SPILLs of external data - word of warning

Iron Contributor

Just as a heads-up to fellow Excel programmers.  SPILLs (via FILTER) are obviously a great technique to import data from external databases.  The syntax to reference the imported results in eg A100:Y103 is the very handy "A100#".  All of this works very well in the presence of these databases. 

 

When we periodically supply outside parties with our production Excels, we do not export these databases (because in my experience we end up spending countless hours supporting the recipient in staging our production environment on their system).  To facilitate the data exchange, we only supply standalone versions of those Excels, ie only workbooks with broken links.

 

Now, here the nub:  When you break the link to the data source, Excel will freeze the imported results in A100:Y103 *)  That is exactly what we want.  So far, so good. 

 

BUT ...

 

The reference "A100#" now produces a #REF! error because that range is no longer a SPILL (but an ordinary range of numbers in the sheet).  To my money, this is an oversight by Microsoft.  Break Links would need to replace all references to "A100#" with the fixed span "A100:Y103".

 

To work around this issue, I put aside an oversized fixed span eg A100:BA103.  To the right of that span in BB100:BB103, I put some text (instructions on what to do with #SPILL errors).  I then put the FILTER call, as before, in A100.  But instead of referencing A100#, I now reference the fixed span A100:BA103, providing code (IFs) to deal with blank cells.

 

So long as the imported data can fit into the fixed span, all is well.  If FILTER spills over the end of the fixed span, the text to the right of it forces a #SPILL error, therefore preventing accidents.

 

*) If you are lucky, that is!  Data/Edit Links/Break Links is arguably the most unreliable feature in Excel and we use a VBA macro to largely replace this functionality, but that's a matter for a separate post.

1 Reply

The OP merits a follow-up.  During the summer of 2024, an idea came to me how to fix the breaking spills problem in VBA.  I then faced the question whether to continue with the work-around described in the OP or to rephrase my code.  I want to share here why that was even a question.  Let's start by recalling the pros and cons of spilling into a fixed range:

 

Pros:

  • Everyone knows the conventional fixed range addressing scheme used to access the spill.  Unfamiliar readers may be mystified how the fixed range becomes populated out of a single formula in the TLC, but that incomprehension will not prevent them from following the downstream code.
  • It is a no-brainer to replace the spill (of external data) with user data within that fixed span.  Just type away...
  • Excel provides STRONG auditing for the downstream code.  Press F2 and you will immediately see the slices of data (rows of horizontal spills or columns of vertical spills) extracted from the spill.  Any referencing error becomes immediately obvious and you can use your mouse to correct it.
  • If you place a "bookend" token to the right of the TRC (of a horizontal spill), your code is guaranteed to fail with a #SPILL! error when the spill attempts to break out of the range.  In this way, you can reliably protect the conventional references from accidentally only capturing parts of a spill.

Cons:

  • Your code will error out when the spill hits the bookend.  How bad that is depends on the complexity of your downstream code.  Our production models are very complex and it transpired that while the #SPILL! error resulted as designed, it quickly morphed into an amorphous #VALUE! in further downstream processing such that the original #SPILL! becomes very hard to trace - in particular by inexperienced Excel users.  We also experienced many more breaks in production than I had anticipated; my receiver ranges had been too short.  Interestingly, while increasing the size of those receiver ranges reduced the incidence of these errors, the decreasing incidence also reduced familiarity among users with those errors when periodically they did arise and how to resolve them.
  • The downstream code consuming these fixed-size slices of variable length spill data must be programmed to be tolerant of blank inputs.  The processing of blank inputs will reduce the computational efficiency of your model.

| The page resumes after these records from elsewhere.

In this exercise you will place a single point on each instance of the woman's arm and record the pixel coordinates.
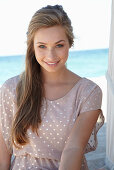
(73, 152)
(5, 156)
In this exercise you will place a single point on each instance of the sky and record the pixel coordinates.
(90, 20)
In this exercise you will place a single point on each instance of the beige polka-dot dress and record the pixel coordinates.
(58, 117)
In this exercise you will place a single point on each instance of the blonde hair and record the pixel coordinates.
(31, 83)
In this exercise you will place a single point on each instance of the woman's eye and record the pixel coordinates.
(60, 45)
(42, 46)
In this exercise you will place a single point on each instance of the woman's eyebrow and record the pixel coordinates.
(46, 43)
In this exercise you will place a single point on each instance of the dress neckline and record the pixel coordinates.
(61, 98)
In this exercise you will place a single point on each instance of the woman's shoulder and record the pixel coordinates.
(10, 84)
(88, 86)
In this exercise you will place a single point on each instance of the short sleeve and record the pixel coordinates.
(91, 99)
(6, 114)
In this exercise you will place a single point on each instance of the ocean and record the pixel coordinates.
(86, 63)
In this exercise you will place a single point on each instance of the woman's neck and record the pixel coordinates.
(55, 77)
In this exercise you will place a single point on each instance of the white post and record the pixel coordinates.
(110, 99)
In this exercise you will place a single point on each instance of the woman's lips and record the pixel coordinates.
(52, 63)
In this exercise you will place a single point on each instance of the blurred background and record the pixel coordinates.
(91, 23)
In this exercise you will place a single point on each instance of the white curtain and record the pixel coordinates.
(110, 98)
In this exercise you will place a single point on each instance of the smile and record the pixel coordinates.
(52, 64)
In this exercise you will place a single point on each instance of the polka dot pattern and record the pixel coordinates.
(58, 117)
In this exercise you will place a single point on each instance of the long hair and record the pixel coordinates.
(30, 88)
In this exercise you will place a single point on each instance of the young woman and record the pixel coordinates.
(49, 116)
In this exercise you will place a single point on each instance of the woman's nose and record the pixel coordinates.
(51, 54)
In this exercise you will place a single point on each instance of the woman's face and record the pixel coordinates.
(51, 48)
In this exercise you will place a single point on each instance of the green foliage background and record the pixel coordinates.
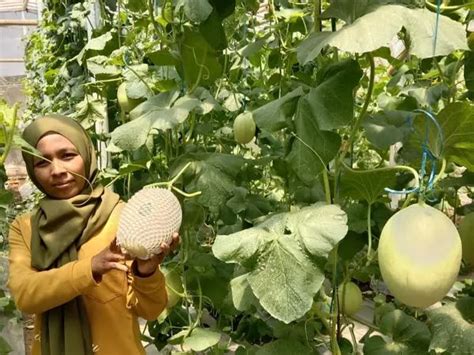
(331, 85)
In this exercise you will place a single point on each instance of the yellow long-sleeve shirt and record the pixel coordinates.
(111, 308)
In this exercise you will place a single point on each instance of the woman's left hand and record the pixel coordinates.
(148, 267)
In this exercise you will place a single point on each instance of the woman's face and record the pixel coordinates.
(59, 176)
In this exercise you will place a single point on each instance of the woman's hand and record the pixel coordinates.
(148, 267)
(108, 259)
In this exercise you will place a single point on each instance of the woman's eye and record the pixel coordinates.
(69, 156)
(41, 163)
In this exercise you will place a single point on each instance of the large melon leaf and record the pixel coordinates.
(285, 257)
(453, 327)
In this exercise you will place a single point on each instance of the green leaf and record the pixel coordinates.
(200, 63)
(154, 114)
(409, 336)
(99, 67)
(242, 295)
(273, 116)
(332, 102)
(453, 327)
(5, 348)
(456, 120)
(366, 185)
(469, 73)
(386, 128)
(357, 218)
(349, 10)
(197, 10)
(248, 205)
(313, 149)
(95, 44)
(201, 339)
(366, 34)
(90, 110)
(223, 8)
(284, 347)
(163, 57)
(213, 31)
(457, 127)
(284, 255)
(138, 81)
(212, 174)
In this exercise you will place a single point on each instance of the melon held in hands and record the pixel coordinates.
(419, 255)
(149, 218)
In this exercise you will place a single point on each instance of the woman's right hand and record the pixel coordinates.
(108, 259)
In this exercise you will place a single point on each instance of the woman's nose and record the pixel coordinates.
(57, 168)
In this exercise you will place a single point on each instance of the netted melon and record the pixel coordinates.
(148, 219)
(419, 255)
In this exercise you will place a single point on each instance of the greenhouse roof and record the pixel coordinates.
(18, 5)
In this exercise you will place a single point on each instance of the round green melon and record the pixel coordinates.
(126, 104)
(244, 128)
(466, 232)
(419, 255)
(350, 298)
(174, 286)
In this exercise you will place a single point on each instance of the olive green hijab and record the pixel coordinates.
(59, 228)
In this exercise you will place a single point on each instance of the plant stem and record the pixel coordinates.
(369, 232)
(317, 16)
(335, 307)
(327, 187)
(9, 140)
(355, 127)
(368, 98)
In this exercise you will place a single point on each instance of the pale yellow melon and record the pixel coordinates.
(419, 255)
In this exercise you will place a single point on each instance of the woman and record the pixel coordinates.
(64, 264)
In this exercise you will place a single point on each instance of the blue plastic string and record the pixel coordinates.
(426, 156)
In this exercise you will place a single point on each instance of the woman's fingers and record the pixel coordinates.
(118, 266)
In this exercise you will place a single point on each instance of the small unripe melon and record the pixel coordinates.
(148, 219)
(466, 232)
(419, 255)
(244, 128)
(350, 298)
(126, 103)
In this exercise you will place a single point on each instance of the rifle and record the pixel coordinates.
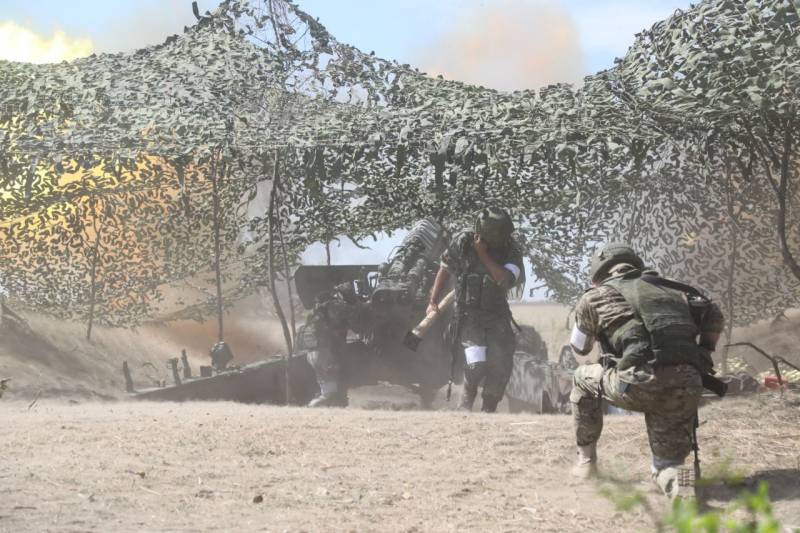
(696, 450)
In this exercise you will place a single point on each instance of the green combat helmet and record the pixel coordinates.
(610, 255)
(494, 226)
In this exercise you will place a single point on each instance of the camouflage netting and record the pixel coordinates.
(120, 173)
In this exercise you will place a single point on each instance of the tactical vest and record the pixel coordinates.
(663, 332)
(478, 291)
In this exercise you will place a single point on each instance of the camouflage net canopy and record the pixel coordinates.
(121, 173)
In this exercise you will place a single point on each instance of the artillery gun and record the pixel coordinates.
(396, 295)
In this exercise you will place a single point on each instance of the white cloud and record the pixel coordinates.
(18, 43)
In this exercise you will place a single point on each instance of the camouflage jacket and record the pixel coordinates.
(602, 310)
(479, 295)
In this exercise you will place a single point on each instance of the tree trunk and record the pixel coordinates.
(288, 276)
(782, 193)
(272, 219)
(93, 273)
(217, 269)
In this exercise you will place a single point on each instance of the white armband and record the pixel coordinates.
(475, 354)
(514, 269)
(580, 341)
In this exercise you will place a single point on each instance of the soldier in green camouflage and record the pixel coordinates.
(656, 336)
(486, 263)
(324, 339)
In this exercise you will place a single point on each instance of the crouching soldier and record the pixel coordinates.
(324, 338)
(656, 336)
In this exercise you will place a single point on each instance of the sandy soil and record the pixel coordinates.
(125, 466)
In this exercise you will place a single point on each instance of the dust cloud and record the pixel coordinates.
(508, 45)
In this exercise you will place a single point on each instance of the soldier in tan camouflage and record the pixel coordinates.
(656, 340)
(486, 263)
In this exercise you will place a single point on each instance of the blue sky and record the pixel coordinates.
(399, 29)
(545, 40)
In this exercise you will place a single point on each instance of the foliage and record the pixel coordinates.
(687, 147)
(749, 513)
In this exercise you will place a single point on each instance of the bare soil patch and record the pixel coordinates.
(127, 466)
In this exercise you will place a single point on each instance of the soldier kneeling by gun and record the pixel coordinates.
(324, 338)
(657, 336)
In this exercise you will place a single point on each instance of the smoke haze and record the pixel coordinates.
(18, 43)
(508, 45)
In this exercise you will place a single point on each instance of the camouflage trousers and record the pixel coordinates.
(497, 336)
(668, 396)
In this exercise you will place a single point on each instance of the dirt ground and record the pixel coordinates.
(136, 466)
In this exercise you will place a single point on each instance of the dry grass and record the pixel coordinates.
(199, 466)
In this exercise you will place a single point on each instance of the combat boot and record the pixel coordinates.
(586, 467)
(331, 395)
(473, 375)
(676, 481)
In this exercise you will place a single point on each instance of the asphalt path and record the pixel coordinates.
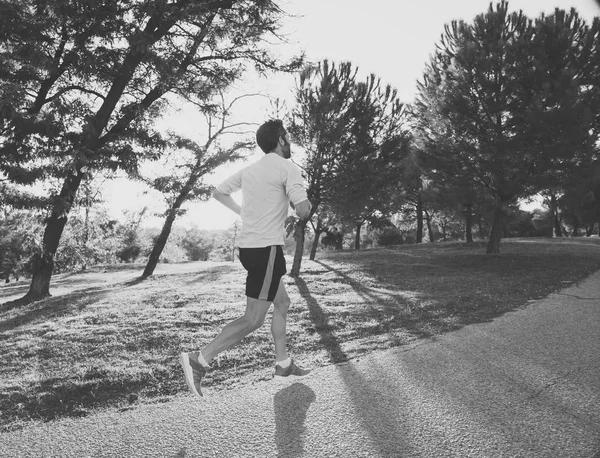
(526, 384)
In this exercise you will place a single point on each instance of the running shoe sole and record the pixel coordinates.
(184, 359)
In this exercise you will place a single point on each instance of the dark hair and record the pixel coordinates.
(267, 135)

At which point the question pops up "What's the alternative?"  And one possible reason for staying with the work-around above is that you might reject them all...

 

How to slice a spill? 

 

At the heart of this question is the impossibility in Excel to return a range of Spills.  It is simply not possible to split a 6xN spill into 6 spills of 1xN each.  It is hence not possible to easily reference the 2nd row of a spill out for D400 as D401#.

 

Put that question to ChatGBT and it will tell you to use INDEX(s#,r,0) to access row r in spill s.  This is true enough, so let's review the pros and cons of this approach:

 

Pros:

  • It is computationally efficient.  However much INDEX will seem like a function, it isn't.  Excel's precompiler will resolve it before the actual computations start.
  • The downstream code will only receive good data (ie does not need to deal with blanks).
  • We should never expect any #SPILL! errors.

Cons:

  • INDEX is tedious to write and in its bulk distracts the reader of a downstream formula from the true purpose of that formula.
  • Humans simply aren't good at counting.  The row indexing is ok when you want the 2nd row but when you want the 10th - are you quite sure that row isn't #9 or #11?  This may be reasonably acceptable to the programmer but to any reader of your code, this is a nightmare.
  • Closely tied into the previous point, Excel's auditing is powerless.  All you gonna see is an outline of the spill (which INDEX references) whole.

I did not like this answer one little bit and set about writing a Lambda to ease my existence.  I was very pleased with my final version, which read

 

=WithRows(s#, RowLabels, LAMBDA(r, FILTER(r("Cash"), r("Dates")< ...

 

All my spill rows are prefixed by user-friendly labels such that RowLabels was simply the column immediately in front of the spill data. 

 

Pros:

  • Intuitively readable.
  • Practically eliminates any mis-referencing.
  • While the coding is "wordy", the gumph is all in the preamble, ie the mechanics of addressing the spill do not distract from the algorithm.
  • The downstream code will only receive good data (ie does not need to deal with blanks).
  • We should never expect any #SPILL! errors

Cons:

  • Not strictly native code.  While it is intuitive to me, others may not follow.
  • Less efficient than INDEX - the MATCHing of the string input is computationally more intensive than the numeric addressing.
  • The coding is "wordy".
  • While reference errors are virtually impossible, there is no auditing thru F2 either - like with INDEX, you only see s#.
  • Requires a map for each spill.

I discarded the ideas of INDEX and WithRows when I recalled the arcane Excel intersection operator:  It is possible to address D6 by writing "=D:D 6:6."  D:D addresses the entire column D, 6:6 the entire row 6.  The space in between is the "intersection operator" - Excel will only address those cells which are spanned by the range before it and after.  In this instance, that is only D6.

 

In 30 years of programming Excel, I never once had the occasion to use it.  I have now embraced it to slice my spills.  The reference

 

=$D400# 401:401

 

will return the 2nd row from the range spilling out of D400.

 

Pros:

  • Totally native reference which gets resolved at the precompilation stage and imposes zero overheads on the actual computation.
  • F2 provides perfectly good auditing.  Sure, 401:401 is oversized (relative to D400#) but you see the intersection.  If you made a reference error, this is now as obvious as with the fixed range.  And you can use your mouse to fix it.
  • It is reasonably concise.  For example, =$D400# 401:401 + $D400# 403:403 is a fairly succinct way to sum the 2nd and 4th row of the spill in D400.
  • The downstream code will only receive good data (ie does not need to deal with blanks).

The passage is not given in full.